The speech synthesis and recognition laboratory was created in 1974 initially as a department of the Central Scientific-Research Institute of Communications (CSRIC), and since 1986 it is a laboratory of the Institute of Technical Cybernetics of NAS of Belarus.The laboratory focuses on the following research areas: the theory of speech recognition and synthesis and the development of human-machine systems on the basis of speech communication.
.
The main research fields of the laboratory include:
- High-quality text-to-speech synthesis;
- Computer-assisted personal voice cloning;
- Multilingual speech synthesis;
- Robust recognition of sequences of discrete and run-together words;
- Computer telephony integration;
- Computer-assisted rehabilitation systems for people who are deaf, hard of hearing or are visually impaired;
- Computational linguistics;
- Natural language processing;
- Text pre-processing.
Scientific approaches and research methodology
High-quality multilingual and multi-voiced text-to-speech synthesis is based on natural speech allophone elements usage (around 1000 allophones) and on high level of specified male and female voices’ imitation. The task of synthetic speech “personalization” (computer cloning) has been successfully solved by satisfying the following conditions:
-
Maximally accurate modelling of acoustic, phonetic and prosodic features of an individual person’s voice and speech;
-
The lowest level of distortion of compilation elements in the process of their recording, playing and prosodic modification;
-
The absence of any additional transformation of speech elements of PSOLA type (abbreviated from: Pitch Synchronous Overlap and Add) or FFT type (abbreviated from: Fast Fourier Transform).
In order to solve the problem of natural language texts’ pre-processing, the linguistic development environment called Nooj is used (http://www.nooj-association.org/). This software allows to develop syntactic and morphological grammars, or so called finite automaton, and to test them on a large number of texts. For that purpose, the Belarusian module for NooJ was developed, which includes several texts, demo-versions of grammars and a set of dictionaries (http://www.nooj4nlp.org/resources/be.zip).
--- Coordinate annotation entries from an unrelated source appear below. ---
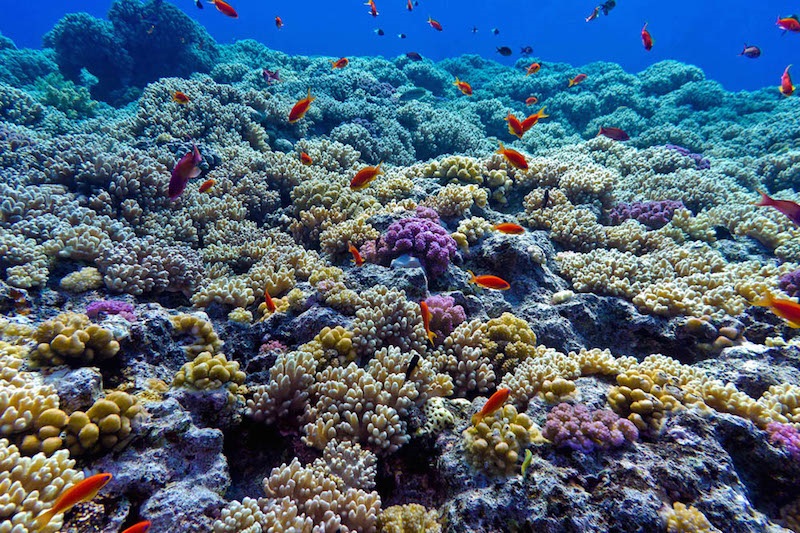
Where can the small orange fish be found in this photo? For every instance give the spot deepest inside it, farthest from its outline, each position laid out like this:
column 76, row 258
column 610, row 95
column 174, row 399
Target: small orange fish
column 577, row 79
column 426, row 320
column 301, row 107
column 788, row 310
column 463, row 86
column 515, row 158
column 357, row 259
column 489, row 282
column 139, row 527
column 509, row 228
column 180, row 98
column 494, row 403
column 82, row 492
column 225, row 8
column 207, row 185
column 365, row 176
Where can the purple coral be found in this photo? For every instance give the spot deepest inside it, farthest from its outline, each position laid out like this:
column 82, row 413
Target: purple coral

Basic algorithms for speech recognition and making verbal decisions are implemented on the basis of dynamic matching of signals, which is a new method proposed by the laboratory and modified for word recognition in connected speech. The method allows to carry out dynamic alignment of the time scales of word reference description and its realization in a speech flow, with the beginning and the end of the undefined word.
The main advantage of this method is the ability to determine the probability of a word’s presence in the running speech flow and the assessment of this word’s time position in the presence of different acoustic disturbances.
The solution to the problem of robust speech recognition is based on the implementation of two basic approaches:
-
The application of currently-known techniques of robust estimation of statistical parameters for solving specific problems related to analysis, feature extraction, training and speech recognition;
-
The application of collective recognition methods, where the final decision is based on the results of the collective recognition of appropriate rules with a different set of speech signal characteristics.